Si ce n’est que pour un final poussif, le réalisateur use très rarement de plans serrés et nous éloigne sans le vouloir de ses personnages. Une galerie très codifiée par le genre qui se repose essentiellement sur les deux têtes d’affiche. Bien que Frédéric Schoendoerffer a pensé son casting avec le bon souvenir du grand cinéma policier français des années 1960-70 (avec des Jean-Paul Belmondo ou des Jean Gabin), la comparaison n’est pas très flatteuse pour son 96 heures. Les gueules que sont censés représenter Gérard Lanvin ou Niels Arestrup font déjà vu. Pouvant sortir des répliques qui claquent comme des conversations stériles de culture générale, les dialogues aimeraient pouvoir tendre vers du Audiard. Pour ce qui est des personnages secondaires, la situation est plus préoccupante.
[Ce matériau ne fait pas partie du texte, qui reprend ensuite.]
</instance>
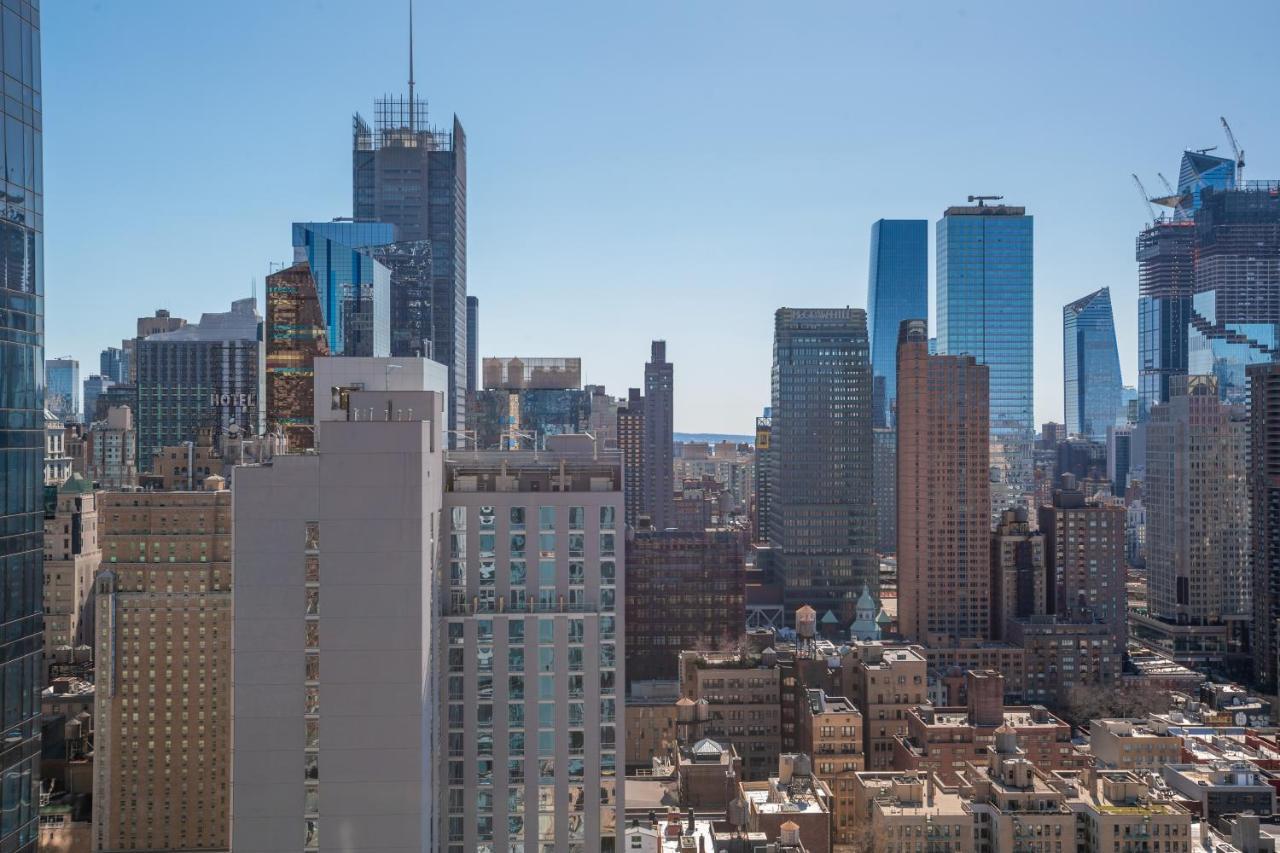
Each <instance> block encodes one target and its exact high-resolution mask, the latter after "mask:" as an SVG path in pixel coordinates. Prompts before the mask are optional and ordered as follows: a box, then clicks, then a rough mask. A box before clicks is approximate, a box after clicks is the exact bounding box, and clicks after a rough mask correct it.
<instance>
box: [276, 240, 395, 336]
mask: <svg viewBox="0 0 1280 853" xmlns="http://www.w3.org/2000/svg"><path fill="white" fill-rule="evenodd" d="M394 240H396V229H394V228H393V227H392V225H389V224H385V223H374V222H298V223H293V260H294V263H300V261H306V264H307V266H308V268H310V270H311V277H312V278H314V279H315V284H316V296H317V297H319V300H320V314H321V316H323V318H324V323H325V328H326V330H328V333H329V352H332V353H334V355H348V356H388V355H390V347H392V306H390V300H392V273H390V269H388V268H387V265H385V264H383V263H380V261H378V260H375V257H374V251H375V248H376V247H380V246H387V245H388V243H392V242H394Z"/></svg>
En dehors de Sylvie Testud, qui comme les deux acteurs principaux connaît un peu le métier d’acteur, le dernier long-métrage de Frédéric Schoendoerffer est à nouveau le théâtre de la gestion calamiteuse des seconds rôles, symptomatique chez le réalisateur. Anne Consigny et Laura Smet sont éteintes. C’est cabotinage à tous les étages pour tous les autres, aussi bien pour Pierre Kiwit et Jochen Hägele en malfrats d’Europe de l’Est, que pour Cyril Lecomte en avocat de Kancel. Même le jeune garçon qui incarne le petit-fils de Kancel n’arrive pas à feindre une émotion. Personne n’est épargné et on a du mal à éprouver quoi que ce soit pour tous ces protagonistes. On reste désespérément très loin du cinéma de Jean-Pierre Melville ou Henri Verneuil.